Clicking the applications in the panel opens a new tab for the applications. You can access the applications only when they are in Running status and only the job owner is authorized to access the applications. If you're training on multiple nodes, you can pick the specific node you would like to interact with.

Screenshot of interactive jobs right panel information. Information content varies depending on the user's data.

It might take a few minutes to start the job and the training applications specified during job creation.

Interact with the applications

When you select on the endpoints to interact when your job, you're taken to the user container under your working directory, where you can access your code, inputs, outputs, and logs. If you run into any issues while connecting to the applications, the interactive capability and applications logs can be found from system_logs->interactive_capability under Outputs + logs tab.

Screenshot of interactive jobs interactive logs panel location.

  • You can open a terminal from Jupyter Lab and start interacting within the job container. You can also directly iterate on your training script with Jupyter Lab.

    Screenshot of interactive jobs Jupyter lab content panel.

  • You can also interact with the job container within VS Code. To attach a debugger to a job during job submission and pause execution, navigate here.

    Note

    Private link-enabled workspaces are not currently supported when interacting with the job container with VS Code.

    Screenshot of interactive jobs VS Code panel when first opened. This shows the sample python file that was created to print two lines.

  • If you have logged tensorflow events for your job, you can use TensorBoard to monitor the metrics when your job is running.

    Screenshot of interactive jobs tensorboard panel when first opened. This information varies depending upon customer data

End job

Once you're done with the interactive training, you can also go to the job details page to cancel the job, which will release the compute resource. Alternatively, use az ml job cancel -n <your job name> in the CLI or ml_client.job.cancel("<job name>") in the SDK.

Screenshot of interactive jobs cancel job option and its location for user selection

Attach a debugger to a job

To submit a job with a debugger attached and the execution paused, you can use debugpy, and VS Code (debugpy must be installed in your job environment).

Note

Private link-enabled workspaces are not currently supported when attaching a debugger to a job in VS Code.

  1. During job submission (either through the UI, the CLI or the SDK) use the debugpy command to run your python script. For example, the following screenshot shows a sample command that uses debugpy to attach the debugger for a tensorflow script (tfevents.py can be replaced with the name of your training script).

Screenshot of interactive jobs configuration of debugpy

  1. Once the job has been submitted, connect to the VS Code, and select the in-built debugger.

    Screenshot of interactive jobs location of open debugger on the left side panel

  2. Use the "Remote Attach" debug configuration to attach to the submitted job and pass in the path and port you configured in your job submission command. You can also find this information on the job details page.

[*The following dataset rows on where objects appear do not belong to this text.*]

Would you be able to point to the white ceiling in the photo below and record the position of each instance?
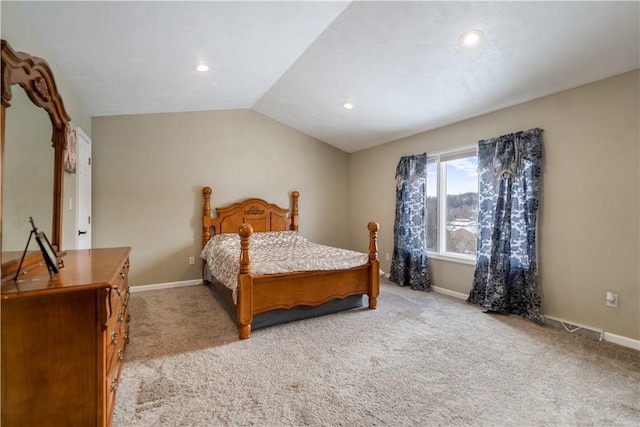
(399, 63)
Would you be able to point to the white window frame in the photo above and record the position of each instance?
(440, 253)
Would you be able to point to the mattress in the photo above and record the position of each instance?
(274, 252)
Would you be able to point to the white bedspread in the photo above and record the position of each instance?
(274, 252)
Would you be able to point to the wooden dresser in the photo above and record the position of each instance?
(63, 340)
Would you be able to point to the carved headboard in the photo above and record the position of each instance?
(262, 216)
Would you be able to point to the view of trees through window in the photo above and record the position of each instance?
(456, 215)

    Screenshot of interactive jobs completed jobs

    Screenshot of interactive jobs add a remote attach button

  3. Set breakpoints and walk through your job execution as you would in your local debugging workflow.

    Screenshot of location of an example breakpoint that is set in the Visual Studio Code editor

Note

If you use debugpy to start your job, your job will not execute unless you attach the debugger in VS Code and execute the script. If this is not done, the compute will be reserved until the job is cancelled.